The association has had but three presidents—Paulina Wright Davis for the first two years, Elizabeth Buffum Chace from 1870 until her death in 1899, aged ninety-two, and Ardelia C. Dewing, now serving. When Mrs. Chace was unable longer to be actively the leader, Anna Garlin Spencer, who returned in 1889 to reside in Rhode Island, as first vice-president acted for her about seven years and Mrs. Dewing for the remainder of the time. Mrs. Davis was an exquisite personality with soul ever facing the light; Mrs. Chace, a woman of granite strength and stability of character, with a keen mind always bent upon the reason and the right of things, and with a single-hearted devotion to the great principles of life.[424]

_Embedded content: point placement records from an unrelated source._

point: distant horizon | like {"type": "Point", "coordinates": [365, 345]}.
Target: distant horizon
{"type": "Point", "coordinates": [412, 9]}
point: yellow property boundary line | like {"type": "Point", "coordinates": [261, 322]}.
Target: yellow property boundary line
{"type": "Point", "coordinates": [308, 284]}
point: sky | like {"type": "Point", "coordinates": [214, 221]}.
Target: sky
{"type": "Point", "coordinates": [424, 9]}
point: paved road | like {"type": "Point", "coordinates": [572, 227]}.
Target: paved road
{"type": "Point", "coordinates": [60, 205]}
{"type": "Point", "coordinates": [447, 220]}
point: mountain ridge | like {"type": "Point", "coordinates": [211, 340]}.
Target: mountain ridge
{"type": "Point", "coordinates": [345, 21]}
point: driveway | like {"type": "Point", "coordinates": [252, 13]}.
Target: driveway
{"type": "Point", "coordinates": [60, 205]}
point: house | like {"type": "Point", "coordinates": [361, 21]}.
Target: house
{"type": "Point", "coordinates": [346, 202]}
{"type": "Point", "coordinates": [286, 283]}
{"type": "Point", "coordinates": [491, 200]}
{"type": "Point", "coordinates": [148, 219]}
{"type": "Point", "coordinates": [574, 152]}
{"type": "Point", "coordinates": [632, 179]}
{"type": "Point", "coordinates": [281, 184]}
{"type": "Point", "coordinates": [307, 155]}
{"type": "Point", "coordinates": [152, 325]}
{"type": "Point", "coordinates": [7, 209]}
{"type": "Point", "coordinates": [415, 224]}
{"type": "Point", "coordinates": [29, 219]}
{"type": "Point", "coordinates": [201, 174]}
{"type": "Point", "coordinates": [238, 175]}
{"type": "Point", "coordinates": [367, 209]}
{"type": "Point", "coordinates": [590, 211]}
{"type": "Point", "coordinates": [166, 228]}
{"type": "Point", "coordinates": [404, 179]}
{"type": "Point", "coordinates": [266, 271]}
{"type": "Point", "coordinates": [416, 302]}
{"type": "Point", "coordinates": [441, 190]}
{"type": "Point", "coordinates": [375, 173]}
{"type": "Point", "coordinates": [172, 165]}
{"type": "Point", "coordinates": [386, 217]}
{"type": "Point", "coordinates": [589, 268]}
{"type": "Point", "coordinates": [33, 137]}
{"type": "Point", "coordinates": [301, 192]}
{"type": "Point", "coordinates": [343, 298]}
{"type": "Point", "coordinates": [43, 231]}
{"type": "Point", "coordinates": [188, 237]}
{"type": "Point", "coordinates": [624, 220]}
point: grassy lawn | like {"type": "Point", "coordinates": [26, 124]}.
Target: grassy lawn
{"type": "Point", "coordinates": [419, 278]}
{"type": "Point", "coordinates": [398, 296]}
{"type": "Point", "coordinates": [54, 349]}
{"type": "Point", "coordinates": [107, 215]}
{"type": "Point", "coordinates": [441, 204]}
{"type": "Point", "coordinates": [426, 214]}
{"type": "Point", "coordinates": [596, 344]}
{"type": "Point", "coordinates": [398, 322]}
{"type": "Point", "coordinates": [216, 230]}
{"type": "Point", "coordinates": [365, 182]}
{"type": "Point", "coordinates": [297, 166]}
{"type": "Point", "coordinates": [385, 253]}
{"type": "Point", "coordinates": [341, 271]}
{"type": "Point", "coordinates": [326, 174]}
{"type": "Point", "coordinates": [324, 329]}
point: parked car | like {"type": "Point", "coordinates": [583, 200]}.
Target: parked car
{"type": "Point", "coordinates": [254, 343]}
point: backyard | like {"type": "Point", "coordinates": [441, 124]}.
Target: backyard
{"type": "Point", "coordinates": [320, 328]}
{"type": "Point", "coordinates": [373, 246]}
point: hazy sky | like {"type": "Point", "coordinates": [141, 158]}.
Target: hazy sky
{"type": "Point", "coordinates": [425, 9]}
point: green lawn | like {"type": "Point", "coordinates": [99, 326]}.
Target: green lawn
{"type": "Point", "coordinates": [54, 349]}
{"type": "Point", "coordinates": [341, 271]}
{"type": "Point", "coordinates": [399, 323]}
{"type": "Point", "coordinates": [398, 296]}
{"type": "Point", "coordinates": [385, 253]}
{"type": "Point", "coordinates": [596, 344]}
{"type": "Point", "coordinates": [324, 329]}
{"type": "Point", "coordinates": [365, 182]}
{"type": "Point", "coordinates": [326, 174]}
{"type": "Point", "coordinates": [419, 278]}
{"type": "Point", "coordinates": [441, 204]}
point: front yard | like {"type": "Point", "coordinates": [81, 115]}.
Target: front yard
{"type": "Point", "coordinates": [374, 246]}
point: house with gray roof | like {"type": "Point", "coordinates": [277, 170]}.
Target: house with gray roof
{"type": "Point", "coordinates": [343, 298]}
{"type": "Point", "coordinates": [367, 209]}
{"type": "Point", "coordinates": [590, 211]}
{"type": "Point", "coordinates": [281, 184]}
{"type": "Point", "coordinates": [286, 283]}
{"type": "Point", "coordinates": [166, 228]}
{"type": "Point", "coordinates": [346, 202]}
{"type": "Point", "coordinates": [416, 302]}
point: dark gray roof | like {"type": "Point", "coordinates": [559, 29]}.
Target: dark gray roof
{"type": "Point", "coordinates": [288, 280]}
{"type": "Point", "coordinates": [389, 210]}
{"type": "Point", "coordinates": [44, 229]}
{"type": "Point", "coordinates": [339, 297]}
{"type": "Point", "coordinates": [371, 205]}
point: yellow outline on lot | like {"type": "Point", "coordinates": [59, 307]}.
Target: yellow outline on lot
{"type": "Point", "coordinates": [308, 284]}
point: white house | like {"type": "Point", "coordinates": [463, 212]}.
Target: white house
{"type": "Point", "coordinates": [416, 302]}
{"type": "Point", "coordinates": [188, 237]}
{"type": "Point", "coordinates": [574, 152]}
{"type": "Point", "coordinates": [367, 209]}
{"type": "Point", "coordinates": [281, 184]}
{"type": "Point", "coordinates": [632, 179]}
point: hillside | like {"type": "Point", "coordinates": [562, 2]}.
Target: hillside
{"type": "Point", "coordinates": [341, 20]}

The vice-presidents of the association number "honorable names not a few."[425] Among them was the Rev. Frederick A. Hinckley, who during the eleven years of his ministry in Providence, 1878-1889, acted as the first vice-president and did the greatest possible service to the association in all ways, ever championing the principle of equality of rights. The secretaries of the association always have been among the leaders in the movement. At first Rhoda Anna Fairbanks (Peckham) was the single officer in that capacity. In 1872 Anna C. Garlin (Spencer) was added as corresponding secretary but resigned in 1878 when her marriage required her removal from the State.[426] Mrs. Ellen M. Bolles served from 1891 to 1900 when Mrs. Annie M. Griffin was elected. There have been but three treasurers—Marcus T. Janes, Mrs. Susan B. P. Martin and Mrs. Mary K. Wood.[427] The chairman of the Executive Committee has always shared the heaviest burdens. Mrs. Chace was the first chairman. Mrs. S. E. H. Doyle succeeded her and continued in the office until her death in 1890. Mrs. Anna E. Aldrich then served to the end of her life in 1898. The association has done a great deal of active work through its organizers, the brilliant and versatile Elizabeth Kittridge Churchill, Mrs. Margaret M. Campbell, Mrs. Louise M. Tyler, and others. Mrs. Ellen M. Bolles, from 1890 to 1898, acted as organizer as well as secretary.
The State Society affiliated with the New England Woman Suffrage Association from the first; with the American in 1870 and with the National-American in 1891. It was incorporated in 1892 and has been the recipient of legacies from James Eddy, Mrs. Rachel Fry, Mrs. Sarah Wilbour, Mrs. Elizabeth B. Chace and others. It raised and expended for the woman suffrage campaign of 1887 more than $5,000 and has had some paid worker in the field during most of the years.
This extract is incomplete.